We’ve already blogged on how Affino will be moving to Apache and Apache Tomcat for Affino 7. We’re going to be making one more further big move and Affino 7 will also run on Linux.
It’s been nearly 10 years since Affino last ran on Linux, and at the time there was simply no demand for it, surprising as that might seem. There was also still a fair amount of confusion in the market over proprietary software such as Affino running on Open Source platforms.
Everything has changed in the interim, and as Affino is now primarily a SaaS platform, the equation has flipped on its head. Since the vast majority of Affino sites run off the Amazon Web Services cloud, including all the Comrz run ones, the OS question has evolved more towards auto-scaling, rapid deployment, performance and cost.
Windows is effectively nowhere when it comes to serious automation and auto-scaling. Azure is the way Microsoft has chosen to go, and the alternative is to embrace Linux, Scalr and the OSS ecosystem.
We still love Microsoft and Windows and it will remain core to our Data platform moving ahead, but we see Linux playing a much greater part in the future for Affino application servers.
Affino 7 is already running well on Apache, and Tomcat and these are our Web and Java service technologies of choice moving ahead. They make it very easy for us to embrace Linux, and today is a red letter day as Affino is running on Linux again for the first time in the 21st century.
It’s early days yet, it will probably take a week to iron out the remaining issues, but the time is right for us to embrace Linux and the incredible automation it offers. It will allow us to realise a lot of the goals we have with Affino 7 in a much faster timeframe than we had anticipated.
Also, Affino on Linux is Fast.
It took at bit longer in the end to make the full transition to Linux, we had to overcome dozens of bugs spread across most of the underlying platforms to do so. Fortunately the platform updates have been frequent, and during the interim all the platforms we’re using have improved a great deal to the extent that there are no longer any issues.
We’ve also had to deal with long running tasks, i.e. what happens if a task is longer than the life expectancy of a server. Once servers become disposable as they do on Scalr, i.e. they’re created whenever the demand requires and removed as soon as it subsides, it’s essential that long running tasks are handled gracefully. We will be using the auto-scaling in the future to distribute tasks across multiple servers as they become available to speed them up.

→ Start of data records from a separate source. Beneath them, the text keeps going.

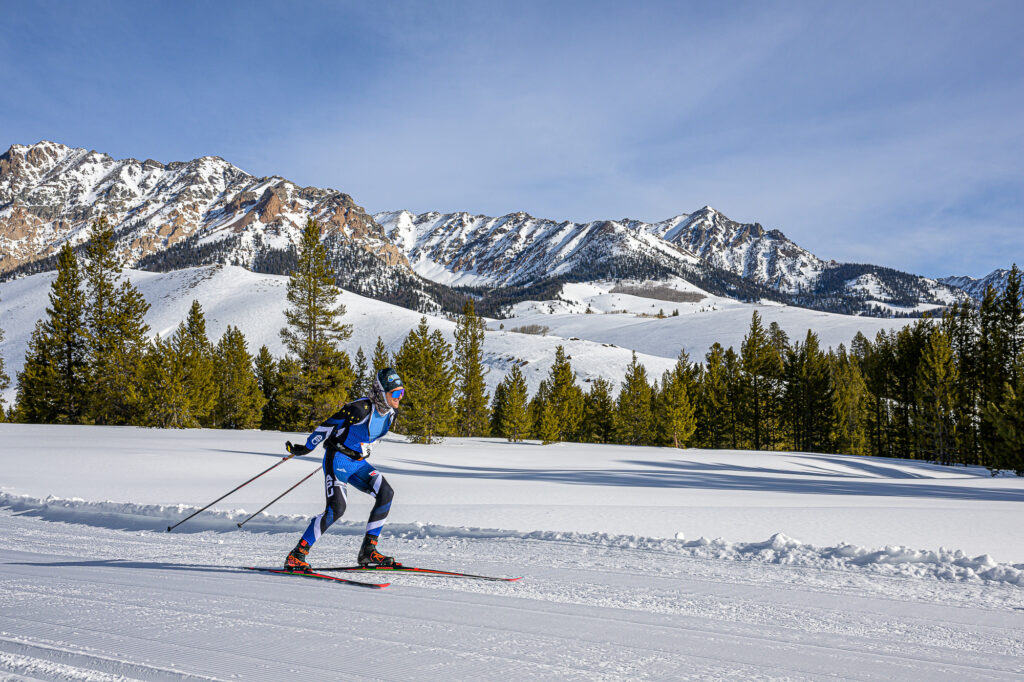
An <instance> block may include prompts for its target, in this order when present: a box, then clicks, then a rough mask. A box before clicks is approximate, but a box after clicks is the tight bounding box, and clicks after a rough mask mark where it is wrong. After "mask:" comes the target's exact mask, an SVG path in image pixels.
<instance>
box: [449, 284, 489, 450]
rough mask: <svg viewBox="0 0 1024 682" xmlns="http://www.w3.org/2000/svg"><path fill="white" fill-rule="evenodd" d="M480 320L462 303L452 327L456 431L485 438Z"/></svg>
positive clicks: (482, 330)
mask: <svg viewBox="0 0 1024 682" xmlns="http://www.w3.org/2000/svg"><path fill="white" fill-rule="evenodd" d="M483 330H484V323H483V319H481V318H480V317H478V316H477V315H476V311H475V309H474V308H473V301H466V303H465V305H464V306H463V308H462V316H461V317H460V318H459V322H458V323H457V325H456V328H455V368H454V369H455V376H456V393H455V396H456V404H455V411H456V432H457V433H458V434H459V435H462V436H476V435H486V433H487V422H488V417H489V416H488V414H487V412H488V410H487V400H488V398H487V393H486V390H485V386H484V383H483Z"/></svg>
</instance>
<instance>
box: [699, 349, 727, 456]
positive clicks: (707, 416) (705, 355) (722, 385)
mask: <svg viewBox="0 0 1024 682" xmlns="http://www.w3.org/2000/svg"><path fill="white" fill-rule="evenodd" d="M695 403H696V404H695V411H694V416H695V419H696V431H695V436H696V439H697V442H698V443H699V444H700V445H701V446H703V447H716V449H717V447H726V446H728V445H730V442H729V439H728V433H729V413H730V410H731V408H730V407H729V389H728V383H727V381H726V372H725V350H723V348H722V344H720V343H718V342H715V343H713V344H712V346H711V348H710V349H709V350H708V354H706V355H705V371H703V373H702V374H701V375H700V383H699V385H698V388H697V396H696V400H695Z"/></svg>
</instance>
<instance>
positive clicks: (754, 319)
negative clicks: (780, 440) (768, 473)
mask: <svg viewBox="0 0 1024 682" xmlns="http://www.w3.org/2000/svg"><path fill="white" fill-rule="evenodd" d="M772 341H773V339H772V338H771V337H769V335H768V333H767V332H766V331H765V329H764V327H763V326H762V325H761V315H760V314H758V311H757V310H755V311H754V314H753V315H752V317H751V327H750V331H749V332H748V334H746V336H745V337H743V343H742V345H741V346H740V349H739V355H740V363H741V366H742V372H743V380H744V383H745V391H744V392H745V397H746V402H744V403H743V404H744V407H745V411H744V414H743V424H744V426H745V430H746V431H748V433H749V434H750V439H751V444H752V445H753V446H754V450H766V449H769V447H771V446H772V445H773V436H774V434H775V432H776V430H777V425H776V424H775V415H776V408H775V406H776V404H777V403H778V397H779V396H778V395H777V389H778V386H779V385H780V383H781V382H780V376H781V371H782V358H781V356H780V355H779V353H778V350H777V347H776V345H773V343H772Z"/></svg>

We’ve reduced greatly the time it takes for an Affino instance to start up since every second counts when sites are busy. This will be something we will be focusing on with every new Affino release. We can now also be less frugal with server resources and focus more on performance and less on stability since down-time is now virtually zero when servers fail.
We’ve further evolved the separation of files from the application servers. Most files now run from separate file repositories, whilst some are only kept for the life of the application servers. A lot of tuning has gone into this.
We’ve moved our search to Solr and as a result have set up a separate Solr cloud since the Solr indexes can’t run effectively on displosable application servers. No doubt we’ll extend this further as the need to scale the indexes arises.
Finally we’ve evolved the way we handle caching, since auto-scaling means we can now scale better to deal with demand peaks rather than simply serve cached content.
The benefits with the instant scaling and fail-over are immence and have been well worth the effort. We’re busy now at looking at what else we can automate.
We’ve had a very interesting couple of months reviewing all our assumptions about how to set up and run servers and networks. The reality is that working with dynamic systems like Scalr where the application server is entirely disposable means that all assumptions need to be re-viewed and re-evaluated on real use-cases.
Many of the methodologies we developed for keeping application servers as robust as possible in the pre-scalable cloud era, i.e. last 20 years, absolutely work against you. With scalable nodes, priorities shift from trying to make individual nodes as robust as possible to making site update as high as possible.
The most basic of which is that if a node shows any signs of dropped performance in needs to be killed immediately and be replaced by a new one. It took us a while to learn that one. Our learnings are still ongoing, but we’ve re-written major aspects of our application platform over the past couple of months further improve how it works in the post server era.